Las disidencias recientes han estado marcadas no tanto por la matización ideológica, profunda o superficial, sino por la señalización de un espacio aparentemente desamparado. Las lecturas de estas últimas décadas son numerosas: grupos, colectivos, llegaron para asentarse en el campo del marxismo-leninismo, castrismo, maoísmo, autonomía operaria, trotskismo…
Aquellos campos estaban, efectivamente, huérfanos de opciones políticas vascas que manifestasen su idoneidad o, en su caso, su trascendencia para la liberación nacional y social de nuestro país. Quienes intentaron llenar los espacios y convertirse en sus portavoces fracasaron. Y no lo hicieron, según mi opinión, por falta de una ideología cerrada y coherente, sino por la indefinición de su hoja de ruta. Una hoja que marca la táctica de la práctica revolucionaria: alianzas, fases y medios.
Esas disidencias, sin embargo, no han tenido la estridencia que hemos observado en otros lugares, Irlanda, Italia, Chile… Disidencias que han llegado a marcar abandonos políticos de envergadura que se trasladaron al punto más débil del grupo revolucionario, los prisioneros. En Euskal Herria, en cambio, con miles de detenidos y represaliados en cinco décadas, las disidencias carcelarias, a pesar de las condiciones excepcionales, han sido estadísticamente insignificantes. Un activo que nos convierte en excepción europea. Otra más.
La solidez y la cohesión de la izquierda abertzale en estas últimas décadas ha sido unos de sus valores, de sus activos. La defensa de la casa del padre, como cantaba Gabriel Aresti, la determinación por alcanzar la estación de la victoria, como apuntaba Arnaldo Otegi. A pesar de esas disidencias puntuales.

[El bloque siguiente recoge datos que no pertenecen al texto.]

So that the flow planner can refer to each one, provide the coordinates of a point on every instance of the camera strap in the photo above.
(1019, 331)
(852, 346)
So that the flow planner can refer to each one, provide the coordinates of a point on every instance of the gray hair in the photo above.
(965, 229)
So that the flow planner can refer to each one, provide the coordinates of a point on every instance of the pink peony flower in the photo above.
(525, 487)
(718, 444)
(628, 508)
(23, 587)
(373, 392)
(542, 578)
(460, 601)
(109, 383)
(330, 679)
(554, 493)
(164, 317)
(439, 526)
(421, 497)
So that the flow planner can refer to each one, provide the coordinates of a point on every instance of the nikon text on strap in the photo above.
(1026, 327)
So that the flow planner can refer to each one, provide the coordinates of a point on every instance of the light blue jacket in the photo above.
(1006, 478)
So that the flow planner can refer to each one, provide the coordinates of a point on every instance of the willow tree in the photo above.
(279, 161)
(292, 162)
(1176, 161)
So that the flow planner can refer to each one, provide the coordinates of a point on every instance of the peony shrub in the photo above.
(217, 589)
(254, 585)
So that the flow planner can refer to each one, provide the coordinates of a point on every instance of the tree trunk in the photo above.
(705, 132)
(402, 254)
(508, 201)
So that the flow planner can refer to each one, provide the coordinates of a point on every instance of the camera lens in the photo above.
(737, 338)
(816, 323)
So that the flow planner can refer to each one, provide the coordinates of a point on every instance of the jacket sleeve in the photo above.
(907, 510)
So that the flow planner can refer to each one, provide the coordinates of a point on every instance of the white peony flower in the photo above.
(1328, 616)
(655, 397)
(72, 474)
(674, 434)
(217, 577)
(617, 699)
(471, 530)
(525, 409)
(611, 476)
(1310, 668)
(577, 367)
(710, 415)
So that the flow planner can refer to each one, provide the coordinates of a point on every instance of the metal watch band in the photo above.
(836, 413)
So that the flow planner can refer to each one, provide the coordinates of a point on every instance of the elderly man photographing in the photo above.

Unas disidencias enrocadas, en ocasiones, en reafirmar su auto-existencia, en buscar la esencia de ese espacio político, social y cultural supuestamente abandonado. Que se apega, como en otras ocasiones, al eslabón más débil de la cadena, ese en el que el enemigo ha estado incidiendo permanentemente para que así sea. Para convertirlo en motivo de discordia, arrastrando lo emotivo a lo político.
Las disidencias, revisionistas o existencialistas, pasan a convertirse en autorreferenciales, a perder el norte revolucionario y a convertir a su antiguo lecho o aliado en la referencia de todos los males. Error de bulto. Serán instrumentalizados por el enemigo para provocar desafección. Porque la experiencia nos cuenta que, de ser así, son flor de estación. Cumplido su objetivo, las cámaras desaparecerán, la visibilidad se enturbiará. Retornarán a los eslóganes para apuntalar una anécdota más en la historia que, años más tarde, volveremos a considerar «irrelevante».